Evan Kaplan, category director for trading cards and collectibles for the MLB Players Association, said mass-market retailers like Wal-Mart, Target and Toys R Us are looking at stocking more cards because of the changes. "Feedback from retail buyers has been very positive because the manufacturers are also doing a lot more in terms of creating better product and supporting advertising. That's designed to attract new users, and more often than not, you're not going to attract new users of cards by having a presence at a store like Wal-Mart or Target."

Colin Hagen, VP of hard goods for MLB Properties, said the baseball card category is still determining how many brands is the perfect number per season. "We have to find the correct number of total releases per year, how long the shelf lives should be, and allowing the companies to be profitable enough that they can do the things they need to do to support those products, which they couldn't before," said Hagen. He added that it's possible there could be fewer than 40 baseball sets per year in the future.

Pete Quaglierini, the NFL's manager of trading cards, collectibles and NFL Auctions, said there's more to brand limits than just selecting an arbitrary number of releases. "I tell the companies now that they need to give us a rationale, every set's reason for existing," Quaglierini said. "It can be price point, target audience, content, but we feel there has to be a reason for being. We've smartened up and saw that there was too much out there, too much clutter, too much confusion and we pared it down. It helps when the other sports do that, too. I think the hobby will be very healthy, and soon."
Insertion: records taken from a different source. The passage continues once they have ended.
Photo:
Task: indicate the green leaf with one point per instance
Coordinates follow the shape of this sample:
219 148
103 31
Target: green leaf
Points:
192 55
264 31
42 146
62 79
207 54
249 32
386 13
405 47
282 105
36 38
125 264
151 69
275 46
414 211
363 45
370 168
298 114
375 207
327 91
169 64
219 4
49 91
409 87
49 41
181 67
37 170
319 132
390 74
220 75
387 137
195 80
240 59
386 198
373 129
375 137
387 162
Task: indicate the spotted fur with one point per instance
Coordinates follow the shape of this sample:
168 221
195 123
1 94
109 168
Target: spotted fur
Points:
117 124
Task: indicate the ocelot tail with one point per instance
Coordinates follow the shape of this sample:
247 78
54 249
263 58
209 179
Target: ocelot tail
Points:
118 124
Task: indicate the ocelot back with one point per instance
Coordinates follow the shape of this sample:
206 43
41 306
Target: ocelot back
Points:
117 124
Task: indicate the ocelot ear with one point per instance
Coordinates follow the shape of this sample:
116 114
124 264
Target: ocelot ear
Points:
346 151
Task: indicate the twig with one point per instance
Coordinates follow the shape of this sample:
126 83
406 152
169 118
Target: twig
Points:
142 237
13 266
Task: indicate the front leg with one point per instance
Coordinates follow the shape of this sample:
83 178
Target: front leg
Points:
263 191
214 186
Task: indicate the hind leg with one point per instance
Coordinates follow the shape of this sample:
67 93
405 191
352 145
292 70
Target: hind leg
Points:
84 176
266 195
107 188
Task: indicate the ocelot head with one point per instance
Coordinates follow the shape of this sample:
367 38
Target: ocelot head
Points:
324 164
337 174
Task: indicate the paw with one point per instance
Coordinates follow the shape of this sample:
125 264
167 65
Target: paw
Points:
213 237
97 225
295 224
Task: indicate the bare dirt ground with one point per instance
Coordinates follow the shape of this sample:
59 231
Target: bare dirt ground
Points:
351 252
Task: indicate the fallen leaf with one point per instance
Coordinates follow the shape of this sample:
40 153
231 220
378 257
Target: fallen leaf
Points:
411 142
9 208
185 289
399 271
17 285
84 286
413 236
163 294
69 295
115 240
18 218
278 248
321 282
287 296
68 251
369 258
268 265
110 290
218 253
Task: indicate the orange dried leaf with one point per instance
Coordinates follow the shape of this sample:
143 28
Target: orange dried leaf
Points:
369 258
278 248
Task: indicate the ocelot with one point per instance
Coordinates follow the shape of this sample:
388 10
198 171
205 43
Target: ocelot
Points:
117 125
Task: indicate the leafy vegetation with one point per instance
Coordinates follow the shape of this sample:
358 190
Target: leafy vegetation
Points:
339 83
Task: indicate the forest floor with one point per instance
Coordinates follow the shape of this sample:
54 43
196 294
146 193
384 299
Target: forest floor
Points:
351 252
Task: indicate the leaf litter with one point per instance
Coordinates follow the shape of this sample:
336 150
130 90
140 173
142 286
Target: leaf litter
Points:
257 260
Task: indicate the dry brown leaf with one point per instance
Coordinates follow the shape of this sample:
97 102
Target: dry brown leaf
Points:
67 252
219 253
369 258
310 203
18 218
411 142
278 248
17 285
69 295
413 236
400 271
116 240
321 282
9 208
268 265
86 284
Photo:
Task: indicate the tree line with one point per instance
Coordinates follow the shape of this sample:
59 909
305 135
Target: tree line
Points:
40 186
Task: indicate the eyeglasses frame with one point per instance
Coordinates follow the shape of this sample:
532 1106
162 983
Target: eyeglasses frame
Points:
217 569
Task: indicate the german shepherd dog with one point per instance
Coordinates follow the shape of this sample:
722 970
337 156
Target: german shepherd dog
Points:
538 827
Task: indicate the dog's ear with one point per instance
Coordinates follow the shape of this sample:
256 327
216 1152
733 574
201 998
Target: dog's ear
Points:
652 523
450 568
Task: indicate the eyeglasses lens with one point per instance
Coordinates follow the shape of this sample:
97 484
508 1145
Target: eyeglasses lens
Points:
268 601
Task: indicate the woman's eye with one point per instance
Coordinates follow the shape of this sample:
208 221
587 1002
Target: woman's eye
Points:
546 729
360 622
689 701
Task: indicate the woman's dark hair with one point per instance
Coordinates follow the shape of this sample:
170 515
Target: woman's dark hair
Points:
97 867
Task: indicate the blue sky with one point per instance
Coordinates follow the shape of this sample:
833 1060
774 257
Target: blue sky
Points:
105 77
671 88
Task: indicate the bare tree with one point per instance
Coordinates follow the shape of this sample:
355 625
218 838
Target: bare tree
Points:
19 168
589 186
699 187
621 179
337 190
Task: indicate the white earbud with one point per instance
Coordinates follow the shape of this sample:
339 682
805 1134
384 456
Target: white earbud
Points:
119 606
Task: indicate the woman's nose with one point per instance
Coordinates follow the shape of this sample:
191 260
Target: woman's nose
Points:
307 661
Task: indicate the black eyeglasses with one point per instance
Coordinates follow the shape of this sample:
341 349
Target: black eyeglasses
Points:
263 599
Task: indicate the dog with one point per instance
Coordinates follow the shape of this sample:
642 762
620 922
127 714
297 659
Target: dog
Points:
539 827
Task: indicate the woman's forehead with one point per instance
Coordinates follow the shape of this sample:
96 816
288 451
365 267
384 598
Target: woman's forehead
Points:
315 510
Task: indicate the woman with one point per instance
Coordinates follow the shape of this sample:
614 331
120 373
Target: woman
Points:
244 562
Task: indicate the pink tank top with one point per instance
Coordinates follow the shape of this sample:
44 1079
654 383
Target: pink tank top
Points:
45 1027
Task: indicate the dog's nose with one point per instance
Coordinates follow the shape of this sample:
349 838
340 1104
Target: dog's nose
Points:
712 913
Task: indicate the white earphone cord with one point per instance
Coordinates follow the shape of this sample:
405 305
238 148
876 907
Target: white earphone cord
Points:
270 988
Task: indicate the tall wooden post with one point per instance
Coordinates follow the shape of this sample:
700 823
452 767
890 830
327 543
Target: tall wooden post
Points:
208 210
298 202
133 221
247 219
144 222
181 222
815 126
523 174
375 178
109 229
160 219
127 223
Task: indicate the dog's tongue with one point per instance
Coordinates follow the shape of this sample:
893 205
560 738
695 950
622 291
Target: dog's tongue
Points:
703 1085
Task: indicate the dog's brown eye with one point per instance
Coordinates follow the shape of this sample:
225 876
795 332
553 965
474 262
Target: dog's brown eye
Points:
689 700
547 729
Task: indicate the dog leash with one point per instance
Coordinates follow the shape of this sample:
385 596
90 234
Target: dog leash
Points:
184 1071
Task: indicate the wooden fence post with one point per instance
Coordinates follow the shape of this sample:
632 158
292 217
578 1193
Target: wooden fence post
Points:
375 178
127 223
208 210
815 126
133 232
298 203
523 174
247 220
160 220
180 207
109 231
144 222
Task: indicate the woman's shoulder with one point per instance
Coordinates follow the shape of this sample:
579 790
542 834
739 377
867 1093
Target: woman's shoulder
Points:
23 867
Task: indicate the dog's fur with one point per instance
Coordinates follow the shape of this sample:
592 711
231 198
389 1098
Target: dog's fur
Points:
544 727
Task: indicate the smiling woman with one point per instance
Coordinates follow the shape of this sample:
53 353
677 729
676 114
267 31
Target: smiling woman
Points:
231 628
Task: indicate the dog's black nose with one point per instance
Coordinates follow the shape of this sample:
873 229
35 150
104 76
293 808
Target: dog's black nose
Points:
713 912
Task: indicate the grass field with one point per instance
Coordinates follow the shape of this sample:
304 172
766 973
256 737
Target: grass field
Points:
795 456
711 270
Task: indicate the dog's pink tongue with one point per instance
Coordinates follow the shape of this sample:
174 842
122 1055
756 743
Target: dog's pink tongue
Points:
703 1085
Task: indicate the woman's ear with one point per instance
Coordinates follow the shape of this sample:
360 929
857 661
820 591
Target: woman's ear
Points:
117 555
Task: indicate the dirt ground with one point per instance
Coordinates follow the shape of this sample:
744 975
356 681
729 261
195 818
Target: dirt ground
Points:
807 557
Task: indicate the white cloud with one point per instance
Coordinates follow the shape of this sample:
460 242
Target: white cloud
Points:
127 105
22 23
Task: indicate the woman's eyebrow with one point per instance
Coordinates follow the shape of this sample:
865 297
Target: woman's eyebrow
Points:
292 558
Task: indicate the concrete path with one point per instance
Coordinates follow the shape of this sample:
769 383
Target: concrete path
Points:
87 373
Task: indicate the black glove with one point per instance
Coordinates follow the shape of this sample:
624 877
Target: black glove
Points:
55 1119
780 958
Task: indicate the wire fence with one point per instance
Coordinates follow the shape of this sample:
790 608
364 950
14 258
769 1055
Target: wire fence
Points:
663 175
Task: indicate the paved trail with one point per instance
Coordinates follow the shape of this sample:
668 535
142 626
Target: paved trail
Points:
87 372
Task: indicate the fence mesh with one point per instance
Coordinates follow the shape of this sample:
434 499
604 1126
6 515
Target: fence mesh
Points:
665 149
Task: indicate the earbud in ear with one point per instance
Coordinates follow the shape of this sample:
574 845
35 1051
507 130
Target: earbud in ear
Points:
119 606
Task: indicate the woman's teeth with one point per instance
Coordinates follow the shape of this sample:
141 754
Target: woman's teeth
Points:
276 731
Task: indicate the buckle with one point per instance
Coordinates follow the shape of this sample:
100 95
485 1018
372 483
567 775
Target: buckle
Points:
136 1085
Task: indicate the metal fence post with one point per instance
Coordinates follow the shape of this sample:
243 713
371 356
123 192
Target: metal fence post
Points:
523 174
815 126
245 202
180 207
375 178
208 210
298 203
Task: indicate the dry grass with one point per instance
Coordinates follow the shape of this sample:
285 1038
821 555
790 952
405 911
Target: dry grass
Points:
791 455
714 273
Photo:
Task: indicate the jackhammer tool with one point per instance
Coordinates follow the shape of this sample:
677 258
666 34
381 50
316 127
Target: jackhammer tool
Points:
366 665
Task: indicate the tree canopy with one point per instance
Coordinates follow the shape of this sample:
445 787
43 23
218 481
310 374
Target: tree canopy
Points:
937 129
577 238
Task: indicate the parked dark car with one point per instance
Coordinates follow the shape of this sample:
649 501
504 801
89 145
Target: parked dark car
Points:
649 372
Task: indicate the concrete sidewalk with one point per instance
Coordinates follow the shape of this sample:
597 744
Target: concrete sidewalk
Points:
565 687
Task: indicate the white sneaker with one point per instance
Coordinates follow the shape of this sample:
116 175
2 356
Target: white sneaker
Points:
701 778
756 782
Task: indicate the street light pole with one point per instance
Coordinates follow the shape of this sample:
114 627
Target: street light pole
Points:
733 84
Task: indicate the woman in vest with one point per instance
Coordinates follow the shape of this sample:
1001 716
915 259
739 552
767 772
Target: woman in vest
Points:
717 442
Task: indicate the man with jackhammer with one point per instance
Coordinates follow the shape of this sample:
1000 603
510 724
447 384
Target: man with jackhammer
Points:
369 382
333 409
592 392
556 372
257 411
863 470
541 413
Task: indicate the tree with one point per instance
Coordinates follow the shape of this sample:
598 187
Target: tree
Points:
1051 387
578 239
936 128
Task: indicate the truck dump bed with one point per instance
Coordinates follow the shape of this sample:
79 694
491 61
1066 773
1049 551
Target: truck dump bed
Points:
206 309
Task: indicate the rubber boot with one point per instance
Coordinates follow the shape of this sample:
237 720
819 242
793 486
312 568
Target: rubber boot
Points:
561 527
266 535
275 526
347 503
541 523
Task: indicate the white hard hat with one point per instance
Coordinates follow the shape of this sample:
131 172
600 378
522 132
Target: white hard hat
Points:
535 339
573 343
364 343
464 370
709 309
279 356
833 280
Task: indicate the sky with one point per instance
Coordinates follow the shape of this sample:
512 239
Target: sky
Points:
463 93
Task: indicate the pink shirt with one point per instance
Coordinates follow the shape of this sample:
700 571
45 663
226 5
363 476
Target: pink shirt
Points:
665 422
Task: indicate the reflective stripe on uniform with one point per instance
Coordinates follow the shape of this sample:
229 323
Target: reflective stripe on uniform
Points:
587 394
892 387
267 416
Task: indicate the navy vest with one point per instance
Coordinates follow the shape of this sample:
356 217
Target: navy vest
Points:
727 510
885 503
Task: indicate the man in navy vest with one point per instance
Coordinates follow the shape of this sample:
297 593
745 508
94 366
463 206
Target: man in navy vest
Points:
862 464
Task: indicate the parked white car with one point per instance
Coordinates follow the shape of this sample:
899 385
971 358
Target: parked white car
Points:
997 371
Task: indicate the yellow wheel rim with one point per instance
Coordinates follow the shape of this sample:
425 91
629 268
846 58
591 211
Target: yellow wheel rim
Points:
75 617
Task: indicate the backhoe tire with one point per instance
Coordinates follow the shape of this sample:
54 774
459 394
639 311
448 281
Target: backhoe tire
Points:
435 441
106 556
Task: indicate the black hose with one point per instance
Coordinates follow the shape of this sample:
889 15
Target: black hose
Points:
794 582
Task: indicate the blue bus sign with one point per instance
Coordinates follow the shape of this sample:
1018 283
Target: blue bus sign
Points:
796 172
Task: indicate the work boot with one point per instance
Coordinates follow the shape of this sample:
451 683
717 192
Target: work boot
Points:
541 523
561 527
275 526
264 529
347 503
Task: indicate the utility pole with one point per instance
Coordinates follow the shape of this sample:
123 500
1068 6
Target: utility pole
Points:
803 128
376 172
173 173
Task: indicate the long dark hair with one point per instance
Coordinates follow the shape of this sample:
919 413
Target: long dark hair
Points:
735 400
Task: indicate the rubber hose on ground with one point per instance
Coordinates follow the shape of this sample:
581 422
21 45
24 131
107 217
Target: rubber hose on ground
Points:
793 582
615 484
Executives at Topps believe their efforts to reduce the number of products in the marketplace will have benefits for the industry as a whole. "We pursued long and hard this issue of fighting the proliferation that we felt strongly was choking the industry," said Topps chairman and CEO Arthur Shorin. "We knew that if nothing was done, it sounded the death knell. Having achieved this change in the licensing landscape is very encouraging. Long-term, no question about it, we've got to bring kids back. We're starting to see glimmers that give us reason to believe this is something reasonably good."